A Yellow Cock and White Chicken, Slava Raskaj
Tree in Winter, 1890, Slava Raskaj
Quite apart from her handicap, or perhaps because of it, Slava Raskaj was not a typical artist. She took up painting outside, even in winter, at a time when few artists in Croatia, especially women artist, did so. She seems to have relished a rather solitary lifestyle, choosing subjects which today can be seen as reflecting her loneliness. Her still-lifes often feature strange juxtapositions of items. Many artists have included eggs in their still-lifes, but few have ever dared paint both the eggs and the chicken, not to mention a rooster added for good measure. Her A Yellow Cock and White Chicken (above), is not just an exceptional still-life of a no-doubt difficult subject, but all the more so in being so well rendered in watercolor. Notice the two fowl are tied down.

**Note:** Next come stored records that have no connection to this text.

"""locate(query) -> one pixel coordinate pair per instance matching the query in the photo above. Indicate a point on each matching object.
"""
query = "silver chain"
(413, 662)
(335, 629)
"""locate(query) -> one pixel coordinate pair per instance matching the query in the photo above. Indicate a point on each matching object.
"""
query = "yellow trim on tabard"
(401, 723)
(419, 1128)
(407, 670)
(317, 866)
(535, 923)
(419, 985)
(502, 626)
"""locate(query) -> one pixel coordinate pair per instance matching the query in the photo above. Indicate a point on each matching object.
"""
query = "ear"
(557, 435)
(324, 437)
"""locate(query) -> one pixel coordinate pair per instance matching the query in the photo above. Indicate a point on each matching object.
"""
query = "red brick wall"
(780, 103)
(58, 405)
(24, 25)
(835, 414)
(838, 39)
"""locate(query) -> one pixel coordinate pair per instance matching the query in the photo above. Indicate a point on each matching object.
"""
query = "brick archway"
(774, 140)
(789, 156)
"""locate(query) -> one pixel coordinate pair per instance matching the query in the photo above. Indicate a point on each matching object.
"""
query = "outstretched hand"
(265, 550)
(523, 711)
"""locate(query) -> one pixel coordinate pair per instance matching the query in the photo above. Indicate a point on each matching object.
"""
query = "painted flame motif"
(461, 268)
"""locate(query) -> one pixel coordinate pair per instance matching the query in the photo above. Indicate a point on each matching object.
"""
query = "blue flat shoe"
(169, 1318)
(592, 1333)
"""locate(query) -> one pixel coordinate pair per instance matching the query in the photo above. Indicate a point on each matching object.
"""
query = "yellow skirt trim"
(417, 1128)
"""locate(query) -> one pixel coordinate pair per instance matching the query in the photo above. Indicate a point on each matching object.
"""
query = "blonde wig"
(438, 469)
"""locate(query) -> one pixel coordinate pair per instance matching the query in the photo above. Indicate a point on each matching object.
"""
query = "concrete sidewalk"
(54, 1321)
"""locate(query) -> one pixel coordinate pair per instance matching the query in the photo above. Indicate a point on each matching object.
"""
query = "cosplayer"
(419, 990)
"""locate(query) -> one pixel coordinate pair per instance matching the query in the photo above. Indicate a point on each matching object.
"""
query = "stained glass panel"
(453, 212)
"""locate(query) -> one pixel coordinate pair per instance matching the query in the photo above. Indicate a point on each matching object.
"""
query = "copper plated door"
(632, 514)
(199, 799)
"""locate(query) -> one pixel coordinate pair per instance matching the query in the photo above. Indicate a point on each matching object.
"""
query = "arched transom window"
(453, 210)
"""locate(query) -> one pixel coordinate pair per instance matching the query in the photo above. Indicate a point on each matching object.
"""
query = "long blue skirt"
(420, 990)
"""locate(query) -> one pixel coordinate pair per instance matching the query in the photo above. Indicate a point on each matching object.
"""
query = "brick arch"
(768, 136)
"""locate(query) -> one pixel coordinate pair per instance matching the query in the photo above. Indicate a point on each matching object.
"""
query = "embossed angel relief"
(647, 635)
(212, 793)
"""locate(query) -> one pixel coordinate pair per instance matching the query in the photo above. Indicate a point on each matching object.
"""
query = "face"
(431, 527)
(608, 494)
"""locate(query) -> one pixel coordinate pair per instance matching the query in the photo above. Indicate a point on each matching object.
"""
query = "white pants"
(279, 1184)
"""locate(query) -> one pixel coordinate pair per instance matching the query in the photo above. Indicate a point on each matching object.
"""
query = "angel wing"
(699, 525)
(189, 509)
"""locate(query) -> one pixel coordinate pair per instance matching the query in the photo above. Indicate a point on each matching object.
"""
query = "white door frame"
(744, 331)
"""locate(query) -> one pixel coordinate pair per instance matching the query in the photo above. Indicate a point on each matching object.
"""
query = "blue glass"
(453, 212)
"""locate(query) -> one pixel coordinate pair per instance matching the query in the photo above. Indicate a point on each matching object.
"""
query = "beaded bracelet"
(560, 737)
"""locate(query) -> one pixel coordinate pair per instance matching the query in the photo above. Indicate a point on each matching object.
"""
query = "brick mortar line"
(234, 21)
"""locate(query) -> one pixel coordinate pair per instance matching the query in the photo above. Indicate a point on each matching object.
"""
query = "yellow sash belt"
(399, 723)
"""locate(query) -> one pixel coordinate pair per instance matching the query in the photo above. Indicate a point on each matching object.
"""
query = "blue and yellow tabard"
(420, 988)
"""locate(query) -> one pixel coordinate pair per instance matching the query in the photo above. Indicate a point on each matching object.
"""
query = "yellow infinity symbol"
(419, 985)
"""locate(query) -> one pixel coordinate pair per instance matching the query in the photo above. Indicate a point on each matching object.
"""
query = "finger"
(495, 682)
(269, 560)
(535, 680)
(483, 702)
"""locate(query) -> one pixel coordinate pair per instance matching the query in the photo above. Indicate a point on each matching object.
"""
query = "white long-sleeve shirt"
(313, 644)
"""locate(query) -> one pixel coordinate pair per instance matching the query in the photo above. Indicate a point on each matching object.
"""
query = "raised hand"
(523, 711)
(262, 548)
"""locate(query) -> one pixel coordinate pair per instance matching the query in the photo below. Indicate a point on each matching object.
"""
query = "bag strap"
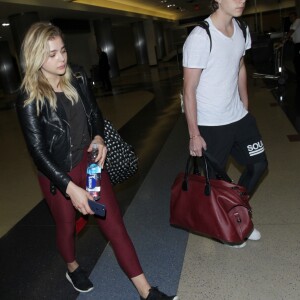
(205, 25)
(216, 167)
(207, 159)
(243, 27)
(242, 24)
(196, 171)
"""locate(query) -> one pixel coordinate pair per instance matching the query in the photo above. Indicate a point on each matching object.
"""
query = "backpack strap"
(242, 24)
(205, 25)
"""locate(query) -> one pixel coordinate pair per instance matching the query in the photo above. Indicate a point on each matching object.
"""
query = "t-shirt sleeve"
(196, 49)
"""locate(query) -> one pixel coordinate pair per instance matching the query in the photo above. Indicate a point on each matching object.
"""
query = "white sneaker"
(236, 245)
(255, 235)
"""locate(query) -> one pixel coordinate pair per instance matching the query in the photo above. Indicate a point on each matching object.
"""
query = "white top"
(296, 35)
(218, 100)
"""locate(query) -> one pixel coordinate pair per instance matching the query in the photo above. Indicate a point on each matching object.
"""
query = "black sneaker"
(155, 294)
(79, 280)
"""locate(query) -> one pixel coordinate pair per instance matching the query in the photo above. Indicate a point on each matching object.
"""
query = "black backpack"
(241, 23)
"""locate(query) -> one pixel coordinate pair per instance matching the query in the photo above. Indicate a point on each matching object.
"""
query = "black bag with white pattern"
(121, 161)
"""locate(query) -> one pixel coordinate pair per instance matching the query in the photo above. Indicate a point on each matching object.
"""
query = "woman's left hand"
(102, 150)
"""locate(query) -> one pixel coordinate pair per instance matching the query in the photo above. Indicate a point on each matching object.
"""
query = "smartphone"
(97, 208)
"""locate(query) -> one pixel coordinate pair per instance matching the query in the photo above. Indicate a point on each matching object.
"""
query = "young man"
(216, 97)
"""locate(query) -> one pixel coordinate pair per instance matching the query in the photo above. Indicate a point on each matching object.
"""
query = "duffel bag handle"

Dead Nature, Slava Raskaj.
I'm not sure if that's the title of the still-life or simply another term for "still-life" itself.
Lotus for my Parents,
Slava Raskaj
Around 1889, Raskaj began painting inside the Zagreb Botanical Gardens. Her Water Lilies in the Botanical Garden (top, right) from 1899, ranks as one of her best. She painted several. Lotus for My Parents (right) stands apart from the others for its vertical format, not often seen in such works. As time progressed, Raskaj's still-lifes became rather macabre as seen in her Dead Nature (above). Nonetheless, during the early 1890s, she turned out some of her best work, including the rather startling group of migrating deer (top). She seems not to have been any less adept at painting portrait watercolors than still-lifes or nature. Her own self-portrait, as well as the young child (below) are both outstanding in that portraits in watercolor require skills most such artists seem not to possess (or wish to display, at least). Her title for the child's portrait seems to suggest he may have been every bit as much trouble as the poultry.

Impatient in my Studio, 1897, Slava Raskaj
Raskaj's watercolors were first displayed in St. Petersburg in 1898 and a years later at the Exposition Universelle in Paris. About the same time, she began exhibiting symptoms of depression. She was hospitalized for a time then released to her family for home care. However, her condition continued to worsen. She was institutionalized in 1903 at a psychiatric hospital where she died of tuberculosis in 1906. She painted nothing after about 1901. Nearly a century passed before Raskaj's work came to be appreciated. Around 2004 a short film was made about her life and a large retrospective of some 185 of her works was presented at a Zagreb art gallery. Croatia issued a stamp featuring one of her paintings while a Zagreb bank issued a commemorative coin with her visage engraved upon it. However, perhaps the ultimate tribute to her work can be found in the fact that the Internet is rife with fakes, forgeries, and counterfeits of her watercolors.